CVE Alert: CVE-2025-10078 – SourceCodester – Online Polling System

Risk verdict

High risk: unauthenticated remote SQL injection with a public PoC available; immediate attention advised.

Why this matters

Attackers can read or modify data and potentially exfiltrate information without user interaction. The exposed vector targets backend data and could erode trust in the polling system, with-business impact across data confidentiality and integrity.

Most likely attack path

An external attacker sends crafted input in the ID parameter to the vulnerable endpoint, triggering SQL injection.
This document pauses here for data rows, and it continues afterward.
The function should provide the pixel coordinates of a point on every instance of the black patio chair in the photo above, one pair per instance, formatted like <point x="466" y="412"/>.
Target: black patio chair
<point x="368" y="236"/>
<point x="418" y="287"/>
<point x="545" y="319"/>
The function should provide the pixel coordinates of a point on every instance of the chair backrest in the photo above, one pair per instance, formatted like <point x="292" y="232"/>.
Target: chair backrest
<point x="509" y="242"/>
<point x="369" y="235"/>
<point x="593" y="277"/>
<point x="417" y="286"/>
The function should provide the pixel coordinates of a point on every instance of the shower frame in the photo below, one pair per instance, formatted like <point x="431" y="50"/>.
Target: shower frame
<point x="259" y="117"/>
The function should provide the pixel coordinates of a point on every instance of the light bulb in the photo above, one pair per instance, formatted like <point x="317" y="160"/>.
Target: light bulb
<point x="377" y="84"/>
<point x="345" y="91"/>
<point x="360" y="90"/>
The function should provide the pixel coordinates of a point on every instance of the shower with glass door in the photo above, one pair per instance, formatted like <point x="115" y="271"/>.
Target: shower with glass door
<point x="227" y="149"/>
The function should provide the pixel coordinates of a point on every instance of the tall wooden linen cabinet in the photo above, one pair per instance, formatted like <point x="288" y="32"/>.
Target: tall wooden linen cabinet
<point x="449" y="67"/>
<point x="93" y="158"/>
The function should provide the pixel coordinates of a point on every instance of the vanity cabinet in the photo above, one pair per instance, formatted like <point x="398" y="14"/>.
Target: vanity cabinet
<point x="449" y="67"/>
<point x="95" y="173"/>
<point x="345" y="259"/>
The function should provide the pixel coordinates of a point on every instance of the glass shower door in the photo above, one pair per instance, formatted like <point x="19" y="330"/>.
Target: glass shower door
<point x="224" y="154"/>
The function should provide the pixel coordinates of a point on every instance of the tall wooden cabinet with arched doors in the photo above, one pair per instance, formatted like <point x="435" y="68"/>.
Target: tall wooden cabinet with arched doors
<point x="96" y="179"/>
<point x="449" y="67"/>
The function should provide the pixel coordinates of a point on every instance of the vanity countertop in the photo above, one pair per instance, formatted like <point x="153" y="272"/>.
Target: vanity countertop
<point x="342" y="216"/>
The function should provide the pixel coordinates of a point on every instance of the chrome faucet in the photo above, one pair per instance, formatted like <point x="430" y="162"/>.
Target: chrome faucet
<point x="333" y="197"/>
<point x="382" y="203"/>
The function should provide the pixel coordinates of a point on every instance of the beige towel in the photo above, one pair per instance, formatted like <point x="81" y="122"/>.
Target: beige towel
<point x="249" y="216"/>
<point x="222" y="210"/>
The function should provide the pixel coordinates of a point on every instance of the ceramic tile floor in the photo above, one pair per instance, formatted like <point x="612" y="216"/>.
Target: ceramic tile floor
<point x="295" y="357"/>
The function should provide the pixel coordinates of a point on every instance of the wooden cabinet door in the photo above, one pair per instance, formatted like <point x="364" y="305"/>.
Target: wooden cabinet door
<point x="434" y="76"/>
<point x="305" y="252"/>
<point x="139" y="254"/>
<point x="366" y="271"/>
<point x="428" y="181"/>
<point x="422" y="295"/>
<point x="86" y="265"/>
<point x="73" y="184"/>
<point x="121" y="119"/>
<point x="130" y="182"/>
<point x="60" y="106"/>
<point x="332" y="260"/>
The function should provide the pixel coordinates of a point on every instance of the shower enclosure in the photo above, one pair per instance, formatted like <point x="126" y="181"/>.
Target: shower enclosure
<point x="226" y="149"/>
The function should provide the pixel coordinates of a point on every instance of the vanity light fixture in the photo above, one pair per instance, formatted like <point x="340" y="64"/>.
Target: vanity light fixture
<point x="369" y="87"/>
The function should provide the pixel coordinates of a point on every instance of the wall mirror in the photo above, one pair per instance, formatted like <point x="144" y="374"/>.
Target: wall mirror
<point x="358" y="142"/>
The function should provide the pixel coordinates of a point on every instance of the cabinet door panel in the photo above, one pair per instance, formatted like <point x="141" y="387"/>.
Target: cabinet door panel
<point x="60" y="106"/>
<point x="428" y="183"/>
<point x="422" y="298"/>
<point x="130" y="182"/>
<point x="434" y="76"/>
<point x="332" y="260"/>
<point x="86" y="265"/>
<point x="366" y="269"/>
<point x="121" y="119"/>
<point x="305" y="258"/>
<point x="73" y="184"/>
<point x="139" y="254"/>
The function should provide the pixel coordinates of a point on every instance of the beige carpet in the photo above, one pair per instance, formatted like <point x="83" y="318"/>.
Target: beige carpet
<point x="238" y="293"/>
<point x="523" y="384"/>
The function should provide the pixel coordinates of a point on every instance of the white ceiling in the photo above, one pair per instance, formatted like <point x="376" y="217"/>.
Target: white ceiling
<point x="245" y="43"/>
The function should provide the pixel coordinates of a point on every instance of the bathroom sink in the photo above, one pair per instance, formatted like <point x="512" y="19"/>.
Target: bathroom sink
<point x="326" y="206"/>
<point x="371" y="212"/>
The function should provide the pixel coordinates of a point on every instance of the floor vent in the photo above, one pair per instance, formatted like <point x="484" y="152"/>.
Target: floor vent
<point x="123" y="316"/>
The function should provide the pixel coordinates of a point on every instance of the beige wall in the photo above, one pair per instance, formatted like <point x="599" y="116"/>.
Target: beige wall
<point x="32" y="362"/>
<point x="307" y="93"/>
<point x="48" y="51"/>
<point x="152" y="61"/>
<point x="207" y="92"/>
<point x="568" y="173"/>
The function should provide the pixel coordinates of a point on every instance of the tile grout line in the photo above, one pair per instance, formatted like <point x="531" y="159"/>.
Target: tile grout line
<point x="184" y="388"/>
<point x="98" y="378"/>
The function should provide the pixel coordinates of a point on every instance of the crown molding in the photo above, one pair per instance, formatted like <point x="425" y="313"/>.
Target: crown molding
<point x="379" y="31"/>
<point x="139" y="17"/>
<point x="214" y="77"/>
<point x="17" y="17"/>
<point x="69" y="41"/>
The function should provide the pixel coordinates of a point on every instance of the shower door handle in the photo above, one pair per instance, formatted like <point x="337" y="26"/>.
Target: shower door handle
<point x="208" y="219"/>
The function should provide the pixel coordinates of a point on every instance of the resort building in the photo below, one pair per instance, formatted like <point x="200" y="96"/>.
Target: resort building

No credentials or UI interaction are required, and the attacker can enumerate or alter data from the database, with potential secondary access if the DB is shared with other modules.

Who is most exposed

deployments of the SourceCodester Online Polling System 1.0 that expose the admin interface to the internet are particularly at risk, especially those on shared hosting or small business environments lacking network segmentation.

Detection ideas

• Anomalous requests to the vulnerable endpoint containing SQLi-like payloads in the ID field
• DB error messages or abnormal response patterns visible in application logs or user responses
• Spikes of 500/500-level errors or timeouts from the affected URL
• WAF alerts for SQLi signatures or unusualUS patterns targeting the parameter
• Elevated DB query latency or volume during burst activity

Mitigation and prioritisation

• Apply vendor patch or upgrade to a fixed release immediately; verify in staging before production
• If patching is delayed, implement a Web Application Firewall rule set to block common SQLi payloads and restrict the ID parameter
• Enforce parameterised queries and input validation; isolate the DB user to least privilege
• Disable or strongly restrict internet exposure of the admin interface; adopt IP allowlisting and network segmentation
• Implement enhanced logging, real-time alerting, and a patch-change window with rollback plan; document affected components.